What makes a successful Chief Data Officer and how to measure it?

When Gartner’s research vice-president Mario Faria said that by the end of 2019, 50 per cent of chief data officers would be seen to fail, it was hardly the stuff of recruitment posters. Yet Mr Faria also said that by that time 90 per cent of large companies would have a chief data officer (CDO) – a remarkable rise for a job that didn’t exist at the turn of the century.

Success is hard to judge, especially in a role that has yet to be well defined by industry, while failure can be starkly obvious. If your company is on the front pages for a major data breach or privacy violation, it’s a bad day to be CDO.

To find out what makes a good day, and how success can be planned for and measured, the views of two CDOs from two very different organisations, one in financial services, the other in scientific research, are informative. Both agree that the bottom line for success is in the overall health of the organisation; from there, things diverge.

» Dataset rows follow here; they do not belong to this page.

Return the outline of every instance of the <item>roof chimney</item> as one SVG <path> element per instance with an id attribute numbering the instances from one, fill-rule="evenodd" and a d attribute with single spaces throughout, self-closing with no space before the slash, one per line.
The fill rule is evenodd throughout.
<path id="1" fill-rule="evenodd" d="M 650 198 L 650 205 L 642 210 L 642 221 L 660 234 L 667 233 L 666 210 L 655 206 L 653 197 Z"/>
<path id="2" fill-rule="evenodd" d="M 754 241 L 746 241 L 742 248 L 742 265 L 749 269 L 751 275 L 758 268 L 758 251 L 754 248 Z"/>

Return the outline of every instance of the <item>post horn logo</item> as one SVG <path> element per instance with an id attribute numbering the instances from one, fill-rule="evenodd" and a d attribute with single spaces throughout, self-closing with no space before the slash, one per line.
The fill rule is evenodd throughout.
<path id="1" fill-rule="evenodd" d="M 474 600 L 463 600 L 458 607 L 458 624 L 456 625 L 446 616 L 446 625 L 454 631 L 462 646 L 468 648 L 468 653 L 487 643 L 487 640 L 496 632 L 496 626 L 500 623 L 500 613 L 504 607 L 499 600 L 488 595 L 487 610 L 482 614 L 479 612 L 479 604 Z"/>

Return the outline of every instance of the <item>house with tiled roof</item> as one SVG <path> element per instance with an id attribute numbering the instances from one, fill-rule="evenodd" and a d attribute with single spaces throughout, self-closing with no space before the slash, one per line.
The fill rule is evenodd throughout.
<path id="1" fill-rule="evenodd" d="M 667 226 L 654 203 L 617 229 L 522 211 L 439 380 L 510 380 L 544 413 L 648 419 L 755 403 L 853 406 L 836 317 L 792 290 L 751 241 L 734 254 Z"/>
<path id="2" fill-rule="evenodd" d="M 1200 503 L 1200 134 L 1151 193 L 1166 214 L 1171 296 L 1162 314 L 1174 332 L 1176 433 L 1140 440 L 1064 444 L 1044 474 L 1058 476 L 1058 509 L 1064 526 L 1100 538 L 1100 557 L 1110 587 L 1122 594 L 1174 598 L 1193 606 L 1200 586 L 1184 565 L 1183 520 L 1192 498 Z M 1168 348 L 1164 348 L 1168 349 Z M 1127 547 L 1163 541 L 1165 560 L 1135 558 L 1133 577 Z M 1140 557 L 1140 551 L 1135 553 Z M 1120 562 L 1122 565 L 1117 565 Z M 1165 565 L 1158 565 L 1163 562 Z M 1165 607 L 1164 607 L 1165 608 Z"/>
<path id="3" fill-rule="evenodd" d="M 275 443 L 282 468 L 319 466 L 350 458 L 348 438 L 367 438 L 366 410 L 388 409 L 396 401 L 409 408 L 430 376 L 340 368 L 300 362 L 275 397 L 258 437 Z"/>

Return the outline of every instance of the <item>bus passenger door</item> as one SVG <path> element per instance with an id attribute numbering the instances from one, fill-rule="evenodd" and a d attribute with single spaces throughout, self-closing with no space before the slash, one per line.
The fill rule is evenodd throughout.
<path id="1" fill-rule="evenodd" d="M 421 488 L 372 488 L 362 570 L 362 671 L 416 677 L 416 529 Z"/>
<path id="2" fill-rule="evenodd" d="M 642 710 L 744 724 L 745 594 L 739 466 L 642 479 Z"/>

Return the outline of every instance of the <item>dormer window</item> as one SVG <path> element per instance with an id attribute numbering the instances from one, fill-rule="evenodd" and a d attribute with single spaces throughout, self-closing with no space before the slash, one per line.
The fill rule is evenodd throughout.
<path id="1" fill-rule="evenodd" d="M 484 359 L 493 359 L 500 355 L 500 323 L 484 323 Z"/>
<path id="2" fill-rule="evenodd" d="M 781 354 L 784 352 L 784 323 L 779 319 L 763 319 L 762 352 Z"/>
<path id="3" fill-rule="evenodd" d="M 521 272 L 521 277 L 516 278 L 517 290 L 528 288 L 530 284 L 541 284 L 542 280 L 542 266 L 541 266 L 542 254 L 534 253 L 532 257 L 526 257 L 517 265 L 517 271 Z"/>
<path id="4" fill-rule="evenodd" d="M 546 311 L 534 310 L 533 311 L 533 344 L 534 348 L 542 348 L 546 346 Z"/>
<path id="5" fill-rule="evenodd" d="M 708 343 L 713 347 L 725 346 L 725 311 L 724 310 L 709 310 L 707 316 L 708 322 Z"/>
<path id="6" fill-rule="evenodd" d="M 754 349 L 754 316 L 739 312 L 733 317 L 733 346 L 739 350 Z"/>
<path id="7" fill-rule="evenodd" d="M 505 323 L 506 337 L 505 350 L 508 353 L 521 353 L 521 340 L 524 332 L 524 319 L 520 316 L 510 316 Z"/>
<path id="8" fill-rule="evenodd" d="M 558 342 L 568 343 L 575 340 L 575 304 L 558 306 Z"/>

Nic Orton is chief data officer for LexisNexis Risk Solutions, a global data analytics organisation that provides customer insight to the financial services sector and other industries. “The success of my role is considered in the ultimate performance of the business, but more directly I ensure we use the right data in the right way,” he says. “There is a consensus that the data universe is doubling every two years, with a 50-fold growth between 2010 and 2020. I promote innovation, but also ensure focus and trust.”

To that end, says Mr Orton, his success depends on creating a common language for data between business units inside the organisation, and thence out to customers and partners. “We have four main metrics: uplift to products through added value; insight and intelligence for ourselves on customers, competitors and markets; potential for advanced analytics; and quality.”

Quality is judged in seven dimensions, including completeness, validity and consistency. “When you see your language being used elsewhere in the organisation, it builds confidence that there’s clarity across the organisation, which means we build trust in ourselves that we are using data correctly,” says Mr Orton. “That becomes visible outside the organisation and builds trust in relationships.” In this way, governance stops being a hindrance to building a company’s use of data and starts to support it; a sign of a job well done.

Brenden Dalton, CDO and chief information officer for the Commonwealth Scientific and Industrial Research Organisation in Canberra, oversees data for more than 5,000 people engaged in disparate research. He focuses on managing data risk against opportunity. “The success criteria for a chief data officer need to flow from an organisation’s digital strategy,” he says.